Bright, indirect light is the friend of the hoya, but some varieties can be a low light houseplant as well! As with any variegated plants, you’ll see less dramatic variegation if the plant is in lower light, and more prominent colouring if they’re kept in a bright space.
If you’re hoping to see your hoya plant bloom in the summer, keep it in a bright, warm room and give it some fertilizer!
The hoya plant doesn’t mind drying out completely between waterings. In fact, they’ll thank you for it! When it is time to water, test the soil with your finger to see if it’s dry, then water thoroughly. Allow all of the excess water to drain completely out of the pot.
Hoya plants can be a little like succulents, they love a well-draining soil that won’t stay too wet. A rich soil blend of 60% potting soil and 40% cacti soil will make them the happiest!
Another great thing about hoya plants is that they actually like to be quite snug in their pots. There’s no need to replant them the moment you see them fill out! They don’t mind being a little root bound for a while. You can expect to repot these plants only every couple of years.
These plants don’t need lots of fertilizer to thrive. In fact, you can fertilize them only once or twice a growing season (once at the beginning and once at the end) and they’ll be perfectly happy.
If you’re hoping to nudge them in the direction of blooming in the summer, it’s not a bad idea to make sure you haven’t skipped your fertilization at the beginning of the season.

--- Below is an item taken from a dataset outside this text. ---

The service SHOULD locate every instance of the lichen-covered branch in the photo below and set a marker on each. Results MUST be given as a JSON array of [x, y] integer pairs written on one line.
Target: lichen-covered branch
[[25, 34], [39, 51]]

This can help them sprout their pretty, clustered flowers.
A common problem with hoya plants is overwatering. If you’ve been too generous with the plant-showers, your hoya plant will yellow and start drooping. Allow the soil to dry out completely before watering again and you should see the plant start to perk up!
On the other hand, if you see your hoya plant go limp, it is likely thirsty! Give them a good drink and they should look better in no time.
If your hoyas have been lucky enough to flower, the nectar from their fragrant flowers can sometimes attract pests. If you have a severe infestation try one of these natural methods to keep those pesky bugs away.
Frequently Asked Questions About Hoya Plants
Most varieties of hoya plants will propagate easily in water. To propagate, select a healthy vine with multiple leaves from your plant, and with a sharp, clean pair of shears or scissors cut the vine half a centimeter below above a leaf node. On your original plant, you will see that cut mark dies back, and a new vine will begin to grow from the node you left behind!
Now, to make a fuller new plant, section this vine into multiple parts. Just as you cut the vine from the original plant, cut this vine half a centimeter above every leaf and leaf node until you have multiple little vines, each with at least one leaf.
Put the cuttings all into a jar of water (making sure not to let any of the leaves sit underwater) and keep them in bright, indirect light. Change the water once a week and you should start to see roots form after a couple of weeks if you’re propagating in spring or summer.
After you see roots appear, you can transport all of your cuttings into fresh soil in their own pot, and you’ve got a beautiful new hoya plant for your collection!
Good news, pet owners! Hoya plants are non-toxic to cats and dogs. Of course, for the sake of your plant, you don’t want any furry friends eating them up, but if some nibbling happens, you have nothing to worry about.
Are you obsessed with hoyas as much as I am now? I hope you too add one of these beauties to your houseplant collection.